Rachid BENYAAGOUB

Artiste visuel

est né en 1985, à Taourirt, Maroc.

Il vit et travaille à Tétouan, Maroc.

 

E-mail: rachid.benyaagoub@gmail.com

GSM: +212 662 283 450

Adresse: Derb Hmar, N°7, Résidence Nakhil, Bloc E,  1er étage, Appt N° 3, Tétouan - Maroc

Diplômé de l’Institut National des Beaux-Arts de Tétouan, où il enseigne le depuis 2010, Rachid BENYAAGOUB est un artiste qui allie la pratique du dessin, de la vidéo et de l’installation. Au croisement du spectacle et de la consommation, il s’engage dans une approche visuelle et plastique, principalement axée autour du rapport de l’être à la technique et ses manifestations sociales, culturelles et comportementales ; questionnant les illusions spéculaires du capitalisme.

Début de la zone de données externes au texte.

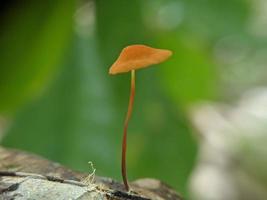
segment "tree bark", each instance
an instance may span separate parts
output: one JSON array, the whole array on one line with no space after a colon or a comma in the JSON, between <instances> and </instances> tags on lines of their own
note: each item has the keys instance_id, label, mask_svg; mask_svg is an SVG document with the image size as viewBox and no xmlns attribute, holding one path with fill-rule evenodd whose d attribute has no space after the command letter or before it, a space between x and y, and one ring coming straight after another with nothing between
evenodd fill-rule
<instances>
[{"instance_id":1,"label":"tree bark","mask_svg":"<svg viewBox=\"0 0 267 200\"><path fill-rule=\"evenodd\" d=\"M156 179L136 180L130 188L126 192L111 178L77 172L34 154L0 147L0 200L182 200Z\"/></svg>"}]
</instances>

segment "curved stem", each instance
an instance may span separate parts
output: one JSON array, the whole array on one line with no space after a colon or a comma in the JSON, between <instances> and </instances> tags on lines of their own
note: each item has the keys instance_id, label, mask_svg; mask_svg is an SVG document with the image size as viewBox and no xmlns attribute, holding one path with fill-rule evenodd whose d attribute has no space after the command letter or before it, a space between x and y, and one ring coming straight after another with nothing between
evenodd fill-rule
<instances>
[{"instance_id":1,"label":"curved stem","mask_svg":"<svg viewBox=\"0 0 267 200\"><path fill-rule=\"evenodd\" d=\"M121 173L122 179L125 186L125 189L129 191L129 185L127 180L127 173L126 173L126 149L127 149L127 130L129 120L131 118L132 110L133 110L133 103L134 103L134 95L135 95L135 71L131 71L131 92L130 92L130 99L128 105L128 111L124 122L124 129L123 129L123 139L122 139L122 155L121 155Z\"/></svg>"}]
</instances>

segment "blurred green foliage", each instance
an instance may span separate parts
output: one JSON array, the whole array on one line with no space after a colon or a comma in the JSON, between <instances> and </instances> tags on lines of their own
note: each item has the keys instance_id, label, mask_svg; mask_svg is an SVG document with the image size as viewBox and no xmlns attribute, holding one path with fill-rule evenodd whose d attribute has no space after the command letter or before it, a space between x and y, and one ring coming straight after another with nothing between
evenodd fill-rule
<instances>
[{"instance_id":1,"label":"blurred green foliage","mask_svg":"<svg viewBox=\"0 0 267 200\"><path fill-rule=\"evenodd\" d=\"M0 113L14 115L2 144L83 171L91 160L98 175L120 179L130 83L129 75L109 76L108 68L129 44L171 49L169 61L137 72L128 174L162 179L187 195L197 149L187 108L227 98L221 70L227 63L218 61L215 47L227 37L253 38L245 29L250 4L15 2L7 1L0 23Z\"/></svg>"}]
</instances>

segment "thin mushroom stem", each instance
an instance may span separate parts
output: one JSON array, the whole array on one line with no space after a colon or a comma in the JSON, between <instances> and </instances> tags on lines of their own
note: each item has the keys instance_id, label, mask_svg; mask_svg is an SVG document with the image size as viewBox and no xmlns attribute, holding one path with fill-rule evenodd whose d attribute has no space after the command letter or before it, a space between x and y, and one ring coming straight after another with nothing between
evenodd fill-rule
<instances>
[{"instance_id":1,"label":"thin mushroom stem","mask_svg":"<svg viewBox=\"0 0 267 200\"><path fill-rule=\"evenodd\" d=\"M132 115L134 95L135 95L135 70L131 70L131 92L130 92L130 99L129 99L129 104L128 104L128 111L127 111L127 115L126 115L125 122L124 122L123 139L122 139L122 156L121 156L122 179L123 179L125 189L127 191L129 191L129 185L128 185L127 173L126 173L127 130L128 130L129 120Z\"/></svg>"}]
</instances>

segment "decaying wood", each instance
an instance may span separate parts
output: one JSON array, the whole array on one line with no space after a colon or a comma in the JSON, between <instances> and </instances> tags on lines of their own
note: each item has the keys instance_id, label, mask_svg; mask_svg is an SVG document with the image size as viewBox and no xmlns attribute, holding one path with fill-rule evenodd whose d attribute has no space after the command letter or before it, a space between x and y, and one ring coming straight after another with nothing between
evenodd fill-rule
<instances>
[{"instance_id":1,"label":"decaying wood","mask_svg":"<svg viewBox=\"0 0 267 200\"><path fill-rule=\"evenodd\" d=\"M110 178L93 177L30 153L0 147L0 200L181 200L155 179L139 179L130 187L131 192L126 192L121 183Z\"/></svg>"}]
</instances>

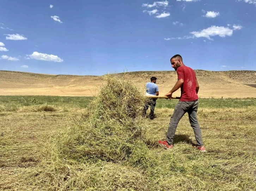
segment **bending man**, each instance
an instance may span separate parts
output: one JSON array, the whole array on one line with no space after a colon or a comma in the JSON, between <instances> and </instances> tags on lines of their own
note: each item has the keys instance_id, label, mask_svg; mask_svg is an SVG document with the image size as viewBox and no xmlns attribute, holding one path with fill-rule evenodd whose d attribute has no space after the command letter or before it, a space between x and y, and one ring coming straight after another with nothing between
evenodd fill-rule
<instances>
[{"instance_id":1,"label":"bending man","mask_svg":"<svg viewBox=\"0 0 256 191\"><path fill-rule=\"evenodd\" d=\"M197 93L199 90L199 85L196 80L195 73L192 68L184 65L182 58L179 54L172 57L171 63L172 67L177 71L178 81L173 88L165 96L167 96L171 99L172 93L180 87L181 96L171 117L166 140L159 141L158 143L167 149L172 148L173 137L178 124L184 114L187 112L189 122L193 128L196 140L197 145L195 147L202 152L205 152L202 139L201 130L196 117L198 107Z\"/></svg>"},{"instance_id":2,"label":"bending man","mask_svg":"<svg viewBox=\"0 0 256 191\"><path fill-rule=\"evenodd\" d=\"M148 82L146 85L146 96L158 96L158 86L156 84L157 78L156 77L152 77L151 79L151 82ZM155 107L156 103L156 99L150 98L148 102L144 106L143 113L144 116L146 116L147 110L150 106L150 114L149 115L150 119L153 119L154 118L154 112L155 111Z\"/></svg>"}]
</instances>

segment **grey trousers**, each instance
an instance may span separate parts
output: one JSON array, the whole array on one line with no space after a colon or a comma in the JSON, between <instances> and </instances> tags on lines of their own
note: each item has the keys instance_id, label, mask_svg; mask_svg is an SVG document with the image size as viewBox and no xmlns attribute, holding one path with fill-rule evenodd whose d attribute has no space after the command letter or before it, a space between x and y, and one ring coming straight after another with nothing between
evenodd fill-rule
<instances>
[{"instance_id":1,"label":"grey trousers","mask_svg":"<svg viewBox=\"0 0 256 191\"><path fill-rule=\"evenodd\" d=\"M182 116L187 112L189 122L195 133L197 145L203 145L202 139L201 130L196 118L196 113L198 107L198 100L192 101L179 101L174 108L173 113L171 117L171 121L169 125L166 140L169 145L172 144L173 137L176 131L178 124Z\"/></svg>"},{"instance_id":2,"label":"grey trousers","mask_svg":"<svg viewBox=\"0 0 256 191\"><path fill-rule=\"evenodd\" d=\"M157 99L153 98L150 98L148 102L146 103L144 106L143 108L143 115L146 116L147 113L147 110L150 106L150 118L153 119L154 117L154 112L155 111L155 107Z\"/></svg>"}]
</instances>

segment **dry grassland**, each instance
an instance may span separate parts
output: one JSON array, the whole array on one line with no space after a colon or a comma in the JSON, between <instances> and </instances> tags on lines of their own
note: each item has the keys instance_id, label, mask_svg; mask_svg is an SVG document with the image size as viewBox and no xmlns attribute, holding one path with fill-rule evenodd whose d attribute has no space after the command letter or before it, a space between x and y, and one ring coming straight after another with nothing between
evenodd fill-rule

Les principes de la menuiserie et les outils de constructions de bâtiments sont deux registres artisanaux qui ont nourri l’imaginaire de l’artiste dès son jeune âge : scie, bûche de chêne, maison des ancêtres, bois-mort, tours abandonnées, etc. De-là, de cette envie de manier les formes et les choses, Benyaagoub fait de l’effondrement des identités culturelles et de la naissance de nouvelles formations d’identification virtuelle les thèmes centraux de ses activités créatrices.

Dès son travail intitulé « Marocode » (2013), il interpelle la contemporanéité d’une terre déchirée entre tradition et modernité, et cela en faisant appel aux techniques de la broderie et du QR code pour en faire un drapeau à la fois sublime et ambigu. « Enjoy your show » (2015) vient recadrer ce qui ne cesse jusqu’ici d’échapper aux cadres, non pas pour réactiver les tactiques mercatiques, mais pour les cerner et les déconstruire, pour forger un purgatoire pictural de transit vers l’avènement d’une société libérée du spectacle et ses simulacres. Une sorte de mise à plat qu’il développe soigneusement dans son installation « Tamis VR » (2020).

Les mutations technologiques ainsi que les récits numériques, modernes et contemporaines, qui obsèdent notre civilisation depuis le début du troisième millénaire constituent le noyau de la réflexion de l’artiste. Celui-ci consacre une grande partie de son travail au déchiffrement des limites du réel et du virtuel, dans ses rapports les plus complexes à la question de technique et des origines, notamment dans « Identity » (2016) où il explore la fragilité des discours communautaristes dans la perdition de la langue et l’égarement de la lumière.

Depuis quelques années, Benyaagoub s’oriente vers une recherche autour de la mémoire collective du Maroc Oriental et réfléchit l’introduction du design graphique dans une forme de restauration visuelle et plastique des ruines. En 2017, il assiste au séminaire d’Alhambra consacré aux techniques architecturales et artistiques du patrimoine islamique. Benyaagoub participe activement au Festival International d’Art Indigène, fondé par un collectif d’artistes marocains, belges, espagnoles et français ; et expose dans nombreux espaces : le centre d l’art moderne et contemporain de Tétouan (CAMT), la maison des artistes (Tanger), et récemment au 18 derb El Ferran dans le cadre de l’African Art Fair 1.54 (Marrakech).